To maximise the effectiveness of LLMs, it is crucial to invest in thorough experimentation and fine-tuning of model parameters. This approach will enable us to achieve optimal performance tailored to our unique requirements.

Lesson 8: Summarisation Limitations

When summarising large volumes of text, the GenAI models often select random segments to produce coherent but not always accurate summaries. This issue was particularly pronounced with lengthy procedural documents, where critical details were frequently missed. To address this limitation, we implemented additional layers of human review to ensure the accuracy and completeness of the summaries. This step was essential to maintain the integrity of the information provided.

Recommendation

To enhance the reliability of GenAI-generated summaries, we recommend continuing the practice of human oversight, especially for critical documents.
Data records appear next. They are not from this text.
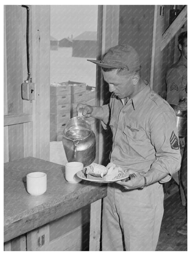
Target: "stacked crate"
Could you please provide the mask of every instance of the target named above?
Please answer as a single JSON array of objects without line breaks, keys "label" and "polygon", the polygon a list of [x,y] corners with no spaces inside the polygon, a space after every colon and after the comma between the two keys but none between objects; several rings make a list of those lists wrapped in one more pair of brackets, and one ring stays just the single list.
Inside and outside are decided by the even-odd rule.
[{"label": "stacked crate", "polygon": [[76,108],[78,103],[85,103],[86,101],[86,84],[84,83],[69,81],[71,93],[71,118],[77,116]]},{"label": "stacked crate", "polygon": [[61,141],[64,126],[70,119],[71,90],[68,82],[51,84],[50,108],[50,141]]}]

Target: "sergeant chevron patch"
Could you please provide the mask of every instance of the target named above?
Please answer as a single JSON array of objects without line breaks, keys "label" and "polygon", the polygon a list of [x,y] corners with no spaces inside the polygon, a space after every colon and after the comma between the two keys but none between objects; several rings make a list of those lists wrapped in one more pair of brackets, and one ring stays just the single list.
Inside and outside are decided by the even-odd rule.
[{"label": "sergeant chevron patch", "polygon": [[177,137],[175,135],[174,131],[172,132],[172,134],[170,138],[170,143],[171,149],[179,149],[179,141]]},{"label": "sergeant chevron patch", "polygon": [[178,85],[176,85],[176,84],[174,83],[173,83],[170,86],[170,90],[172,91],[173,90],[176,90],[177,91],[179,90]]}]

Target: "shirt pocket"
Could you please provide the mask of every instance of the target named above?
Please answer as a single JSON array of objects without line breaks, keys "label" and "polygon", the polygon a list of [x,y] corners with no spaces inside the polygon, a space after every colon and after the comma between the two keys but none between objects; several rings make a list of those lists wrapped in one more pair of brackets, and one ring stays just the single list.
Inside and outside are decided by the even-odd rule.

This approach will ensure that all essential details are accurately captured and conveyed.

Concluding Remarks

Our journey with GenAI over the past two years has been both enlightening and transformative. While we have successfully leveraged GenAI to enhance customer service, streamline internal processes, and gain a competitive edge, we have also encountered significant challenges that underscore the need for a balanced approach.

To fully harness the potential of GenAI while mitigating its risks, we must continue to treat it with the same caution and rigour as any other AI technology. By focusing on targeted applications, investing in continuous refinement, and maintaining robust oversight, we can leverage GenAI to drive innovation and operational excellence.